Este cuento de suspenso, redactado en el segundo trimestre del pasado año, fue publicado en la antología literaria: Abrazos del Sur, 2013, del colectivo El Sur Visita al Sur, Inc. Es la segunda narrativa que he logrado publicar. Hoy, me he motivado a presentarla, luego de una charla con el amigo y escritor Alfredo Morales Nieves y de haber comenzado a leer su novela El muerto, la cual presenta temas muy inquietantes...
El
árbol de quenepa
Octavio
se levantó de su cama, notó que ya había salido el sol, llevaba una pijama de
líneas verticales color plateado raro que eran disimuladas por la blancura
añejada de la tela de algodón. Su
atuendo, siempre le había parecido una versión modificada de la ropa que
llevaban los presidiarios, aunque nunca los había visto se los imaginaba como
seres fieros y sanguinarios que mataban y robaban por placer. Esta idea del presidiario, al reflexionar, le
parecía exagerada. Sin embargo, así su
abuela le había contado. Extrañaba las
narraciones de este singular ser casi centenario y que aún veía caminar por los
pasillos de la casa, pero ya no le hablaba, ya no le contaba anécdotas ni
realizaba cuentos de mucha imaginación.
El
relato que más le causó impresión fue el de los soldados que se preparaban para
combatir a un fiero invasor; invasor que al llegar fue recibido como libertador
por esos mismos hombres que un día habían jurado luchar hasta morir pero que al
llegar el momento lo único que hicieron fue servir de perros falderos y de
bufones para divertir al recién llegado.
La abuela en medio de la narración los maldecía y les reprochaba su
hombría como si ellos estuvieran presentes.

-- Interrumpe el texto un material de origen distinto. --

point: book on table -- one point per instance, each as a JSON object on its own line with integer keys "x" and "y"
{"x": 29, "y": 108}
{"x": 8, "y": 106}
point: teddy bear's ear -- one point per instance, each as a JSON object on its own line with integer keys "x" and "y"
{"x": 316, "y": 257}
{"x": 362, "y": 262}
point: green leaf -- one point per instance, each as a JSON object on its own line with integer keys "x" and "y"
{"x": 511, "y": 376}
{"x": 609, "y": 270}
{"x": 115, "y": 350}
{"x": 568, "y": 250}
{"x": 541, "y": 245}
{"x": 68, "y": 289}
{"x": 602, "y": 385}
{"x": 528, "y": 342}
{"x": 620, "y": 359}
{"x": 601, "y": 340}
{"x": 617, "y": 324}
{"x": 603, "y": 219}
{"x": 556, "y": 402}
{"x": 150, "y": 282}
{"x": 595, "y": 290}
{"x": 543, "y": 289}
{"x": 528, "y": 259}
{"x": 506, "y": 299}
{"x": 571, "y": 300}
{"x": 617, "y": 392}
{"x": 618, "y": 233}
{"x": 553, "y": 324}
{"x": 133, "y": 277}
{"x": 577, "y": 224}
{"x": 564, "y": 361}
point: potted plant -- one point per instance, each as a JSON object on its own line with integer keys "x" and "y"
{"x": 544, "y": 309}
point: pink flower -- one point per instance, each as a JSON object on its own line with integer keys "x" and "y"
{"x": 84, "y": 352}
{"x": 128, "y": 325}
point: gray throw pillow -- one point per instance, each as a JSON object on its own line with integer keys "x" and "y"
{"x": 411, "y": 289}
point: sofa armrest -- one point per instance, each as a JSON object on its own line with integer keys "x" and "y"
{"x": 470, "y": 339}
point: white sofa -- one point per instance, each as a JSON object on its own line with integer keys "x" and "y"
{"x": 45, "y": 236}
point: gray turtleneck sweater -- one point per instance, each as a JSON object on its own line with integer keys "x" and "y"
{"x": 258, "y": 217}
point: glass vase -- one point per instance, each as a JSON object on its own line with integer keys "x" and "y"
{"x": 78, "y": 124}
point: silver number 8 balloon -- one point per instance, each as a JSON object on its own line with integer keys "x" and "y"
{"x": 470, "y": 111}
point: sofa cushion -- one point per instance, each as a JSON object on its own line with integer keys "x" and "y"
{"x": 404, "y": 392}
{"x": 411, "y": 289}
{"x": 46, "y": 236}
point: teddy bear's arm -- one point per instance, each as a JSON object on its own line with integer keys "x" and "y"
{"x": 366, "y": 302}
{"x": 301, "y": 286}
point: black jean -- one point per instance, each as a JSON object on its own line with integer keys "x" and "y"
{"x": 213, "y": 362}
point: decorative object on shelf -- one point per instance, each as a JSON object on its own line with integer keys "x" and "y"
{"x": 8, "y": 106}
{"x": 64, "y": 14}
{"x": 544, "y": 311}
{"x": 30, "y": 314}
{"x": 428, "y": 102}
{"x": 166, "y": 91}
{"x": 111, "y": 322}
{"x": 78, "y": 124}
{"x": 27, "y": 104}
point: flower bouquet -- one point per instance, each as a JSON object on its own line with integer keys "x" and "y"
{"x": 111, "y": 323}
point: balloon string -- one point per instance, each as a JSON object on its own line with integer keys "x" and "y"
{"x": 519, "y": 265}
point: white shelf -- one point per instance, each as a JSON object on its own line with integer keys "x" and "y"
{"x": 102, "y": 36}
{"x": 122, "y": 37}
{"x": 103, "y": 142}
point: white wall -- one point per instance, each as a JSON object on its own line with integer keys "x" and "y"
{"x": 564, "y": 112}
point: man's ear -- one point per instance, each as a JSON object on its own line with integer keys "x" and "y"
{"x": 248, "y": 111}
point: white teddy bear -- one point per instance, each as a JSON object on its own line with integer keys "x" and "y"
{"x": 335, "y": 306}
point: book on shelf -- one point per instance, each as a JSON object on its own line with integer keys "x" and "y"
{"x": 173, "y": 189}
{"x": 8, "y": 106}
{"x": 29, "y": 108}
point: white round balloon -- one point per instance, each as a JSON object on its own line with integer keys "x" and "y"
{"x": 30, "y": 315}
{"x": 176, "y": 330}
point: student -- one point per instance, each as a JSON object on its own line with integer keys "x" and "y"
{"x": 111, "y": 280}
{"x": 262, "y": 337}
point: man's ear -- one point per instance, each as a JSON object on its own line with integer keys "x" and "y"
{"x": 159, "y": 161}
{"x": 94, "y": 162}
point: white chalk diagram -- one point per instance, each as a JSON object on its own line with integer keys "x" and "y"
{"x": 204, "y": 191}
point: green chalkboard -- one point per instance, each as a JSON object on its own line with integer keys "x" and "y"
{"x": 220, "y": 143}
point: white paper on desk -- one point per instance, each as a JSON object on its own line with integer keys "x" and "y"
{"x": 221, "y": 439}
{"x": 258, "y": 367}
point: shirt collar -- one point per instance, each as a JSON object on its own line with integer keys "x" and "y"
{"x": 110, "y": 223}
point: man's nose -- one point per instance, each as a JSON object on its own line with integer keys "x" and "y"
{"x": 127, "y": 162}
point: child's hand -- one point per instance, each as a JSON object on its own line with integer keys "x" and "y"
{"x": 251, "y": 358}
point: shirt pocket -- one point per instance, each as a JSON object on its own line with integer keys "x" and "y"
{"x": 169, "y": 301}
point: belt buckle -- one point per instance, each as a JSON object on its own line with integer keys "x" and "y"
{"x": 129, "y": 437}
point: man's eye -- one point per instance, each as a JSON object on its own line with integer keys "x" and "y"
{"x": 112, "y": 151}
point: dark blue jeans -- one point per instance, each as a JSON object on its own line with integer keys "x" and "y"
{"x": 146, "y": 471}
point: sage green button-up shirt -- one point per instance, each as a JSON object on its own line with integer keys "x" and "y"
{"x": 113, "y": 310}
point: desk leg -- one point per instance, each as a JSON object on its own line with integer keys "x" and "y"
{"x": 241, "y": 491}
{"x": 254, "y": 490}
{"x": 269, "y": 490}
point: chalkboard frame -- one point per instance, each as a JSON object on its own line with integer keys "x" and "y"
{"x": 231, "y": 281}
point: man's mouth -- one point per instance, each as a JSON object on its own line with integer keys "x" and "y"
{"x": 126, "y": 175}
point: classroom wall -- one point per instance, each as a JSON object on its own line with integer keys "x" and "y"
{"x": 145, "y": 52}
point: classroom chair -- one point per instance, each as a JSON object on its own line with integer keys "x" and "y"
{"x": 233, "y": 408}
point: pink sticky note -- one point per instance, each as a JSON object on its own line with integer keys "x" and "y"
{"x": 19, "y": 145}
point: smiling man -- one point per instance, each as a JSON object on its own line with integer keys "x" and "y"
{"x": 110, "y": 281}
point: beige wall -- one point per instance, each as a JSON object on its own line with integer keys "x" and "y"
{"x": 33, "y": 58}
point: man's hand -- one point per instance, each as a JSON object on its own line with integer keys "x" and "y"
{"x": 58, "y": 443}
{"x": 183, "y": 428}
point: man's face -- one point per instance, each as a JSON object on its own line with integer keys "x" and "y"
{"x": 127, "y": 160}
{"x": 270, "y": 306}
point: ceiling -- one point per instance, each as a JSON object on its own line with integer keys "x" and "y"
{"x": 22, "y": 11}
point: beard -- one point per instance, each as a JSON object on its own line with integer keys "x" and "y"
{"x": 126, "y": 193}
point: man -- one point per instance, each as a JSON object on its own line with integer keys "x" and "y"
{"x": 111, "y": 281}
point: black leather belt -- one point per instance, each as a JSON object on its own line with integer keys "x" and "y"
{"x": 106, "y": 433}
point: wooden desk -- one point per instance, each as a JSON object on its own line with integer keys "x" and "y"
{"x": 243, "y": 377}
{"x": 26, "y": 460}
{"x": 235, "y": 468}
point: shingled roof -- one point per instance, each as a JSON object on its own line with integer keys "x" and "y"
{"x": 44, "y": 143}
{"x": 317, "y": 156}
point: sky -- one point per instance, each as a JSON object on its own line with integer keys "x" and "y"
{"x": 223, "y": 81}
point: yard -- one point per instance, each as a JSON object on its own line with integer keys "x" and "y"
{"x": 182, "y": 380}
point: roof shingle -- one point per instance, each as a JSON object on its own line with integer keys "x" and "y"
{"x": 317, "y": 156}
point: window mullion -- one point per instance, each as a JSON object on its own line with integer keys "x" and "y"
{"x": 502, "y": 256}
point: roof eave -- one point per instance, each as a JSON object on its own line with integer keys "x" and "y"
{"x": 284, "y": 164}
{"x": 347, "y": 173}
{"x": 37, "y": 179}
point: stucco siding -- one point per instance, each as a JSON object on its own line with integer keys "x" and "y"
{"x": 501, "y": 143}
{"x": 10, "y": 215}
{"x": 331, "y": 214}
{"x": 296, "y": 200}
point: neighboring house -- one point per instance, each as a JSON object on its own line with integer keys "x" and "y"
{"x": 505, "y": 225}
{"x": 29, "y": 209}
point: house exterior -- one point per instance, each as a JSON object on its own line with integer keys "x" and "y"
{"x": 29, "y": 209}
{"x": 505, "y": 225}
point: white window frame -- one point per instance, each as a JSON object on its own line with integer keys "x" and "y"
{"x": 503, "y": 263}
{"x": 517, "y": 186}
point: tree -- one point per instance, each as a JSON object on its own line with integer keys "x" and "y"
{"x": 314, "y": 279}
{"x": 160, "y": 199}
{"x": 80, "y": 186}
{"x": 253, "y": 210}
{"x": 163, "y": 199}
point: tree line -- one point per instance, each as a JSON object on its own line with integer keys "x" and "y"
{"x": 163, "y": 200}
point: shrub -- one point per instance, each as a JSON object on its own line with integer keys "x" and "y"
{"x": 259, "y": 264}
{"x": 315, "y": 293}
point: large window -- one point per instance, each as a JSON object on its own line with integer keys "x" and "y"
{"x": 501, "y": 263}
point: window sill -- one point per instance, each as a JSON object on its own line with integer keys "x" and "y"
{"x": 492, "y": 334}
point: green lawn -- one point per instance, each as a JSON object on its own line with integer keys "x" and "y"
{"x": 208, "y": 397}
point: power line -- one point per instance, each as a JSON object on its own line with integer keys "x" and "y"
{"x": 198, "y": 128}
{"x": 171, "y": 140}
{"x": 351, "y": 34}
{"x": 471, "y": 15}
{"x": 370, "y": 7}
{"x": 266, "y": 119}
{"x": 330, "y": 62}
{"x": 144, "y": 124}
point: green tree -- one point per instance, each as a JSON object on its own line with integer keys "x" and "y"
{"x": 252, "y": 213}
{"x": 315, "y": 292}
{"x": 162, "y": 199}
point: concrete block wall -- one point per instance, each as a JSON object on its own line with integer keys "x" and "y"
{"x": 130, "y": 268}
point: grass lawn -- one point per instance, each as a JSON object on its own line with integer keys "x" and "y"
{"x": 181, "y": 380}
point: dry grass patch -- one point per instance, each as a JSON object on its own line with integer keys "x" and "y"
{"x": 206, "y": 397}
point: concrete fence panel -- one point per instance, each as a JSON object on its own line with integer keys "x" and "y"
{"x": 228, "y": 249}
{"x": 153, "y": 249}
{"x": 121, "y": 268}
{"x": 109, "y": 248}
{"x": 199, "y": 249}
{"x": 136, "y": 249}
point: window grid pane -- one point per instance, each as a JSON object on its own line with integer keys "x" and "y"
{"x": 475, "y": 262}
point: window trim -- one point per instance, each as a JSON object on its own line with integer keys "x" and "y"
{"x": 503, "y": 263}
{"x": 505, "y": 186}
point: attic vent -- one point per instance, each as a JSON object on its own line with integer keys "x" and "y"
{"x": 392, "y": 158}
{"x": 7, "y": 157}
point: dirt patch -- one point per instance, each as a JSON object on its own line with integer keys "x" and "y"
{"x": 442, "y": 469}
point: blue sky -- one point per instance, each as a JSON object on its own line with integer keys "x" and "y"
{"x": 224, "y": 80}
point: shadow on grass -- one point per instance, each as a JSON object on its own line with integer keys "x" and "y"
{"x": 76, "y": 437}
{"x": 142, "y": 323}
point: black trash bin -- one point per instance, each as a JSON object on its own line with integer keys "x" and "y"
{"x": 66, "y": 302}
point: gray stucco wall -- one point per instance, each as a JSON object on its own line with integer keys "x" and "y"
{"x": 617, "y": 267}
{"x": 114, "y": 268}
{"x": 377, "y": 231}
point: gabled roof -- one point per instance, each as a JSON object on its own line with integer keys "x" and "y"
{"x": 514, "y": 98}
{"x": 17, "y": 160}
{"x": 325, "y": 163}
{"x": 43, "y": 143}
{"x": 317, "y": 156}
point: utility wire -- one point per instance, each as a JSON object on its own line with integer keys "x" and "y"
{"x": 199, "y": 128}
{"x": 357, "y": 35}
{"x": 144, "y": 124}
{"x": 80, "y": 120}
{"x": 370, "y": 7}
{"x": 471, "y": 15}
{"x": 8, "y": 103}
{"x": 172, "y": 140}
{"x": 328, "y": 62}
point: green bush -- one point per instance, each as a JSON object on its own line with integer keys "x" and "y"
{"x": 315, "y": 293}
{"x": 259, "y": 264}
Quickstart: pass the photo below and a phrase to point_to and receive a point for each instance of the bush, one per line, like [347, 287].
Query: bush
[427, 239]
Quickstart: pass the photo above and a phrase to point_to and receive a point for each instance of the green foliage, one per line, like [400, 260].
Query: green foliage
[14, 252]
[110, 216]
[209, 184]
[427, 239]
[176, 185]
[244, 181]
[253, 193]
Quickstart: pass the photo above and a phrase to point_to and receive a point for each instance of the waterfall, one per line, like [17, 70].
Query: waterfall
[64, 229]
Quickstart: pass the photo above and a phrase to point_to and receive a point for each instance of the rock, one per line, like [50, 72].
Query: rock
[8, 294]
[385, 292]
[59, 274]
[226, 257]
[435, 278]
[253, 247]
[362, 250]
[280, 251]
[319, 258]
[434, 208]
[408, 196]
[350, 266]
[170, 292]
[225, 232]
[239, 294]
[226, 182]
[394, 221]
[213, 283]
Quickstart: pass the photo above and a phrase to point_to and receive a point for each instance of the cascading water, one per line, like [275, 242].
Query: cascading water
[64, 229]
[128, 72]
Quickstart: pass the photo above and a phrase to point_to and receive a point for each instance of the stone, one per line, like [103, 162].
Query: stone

Era la narración que más acaloraba a la matriarca del hogar. La llevaba a extremos que nadie hubiera
imaginado, ya que sollozaba con ira deseando no haber estado sufriendo de
fiebres intermitentes producto del escorbuto provocado por la falta de
alimentos que azotó la zona debido al bloqueo que el invasor cometía desde
inicios del conflicto. Solo si hubiera
tenido la fuerza suficiente de tomar un arma, fuera esta un fusil o un machete,
se hubiera enfrentado a ese invasor que no permitía la entrada de productos
necesarios para la población.
-¡Cobardes! - era su grito para
finalizar la historia, luego se quedaba callada, en sufrimiento y amargura por
horas hasta que decidía acostarse en su hamaca, donde destilaba sus
sentimientos separando el odio del razonamiento.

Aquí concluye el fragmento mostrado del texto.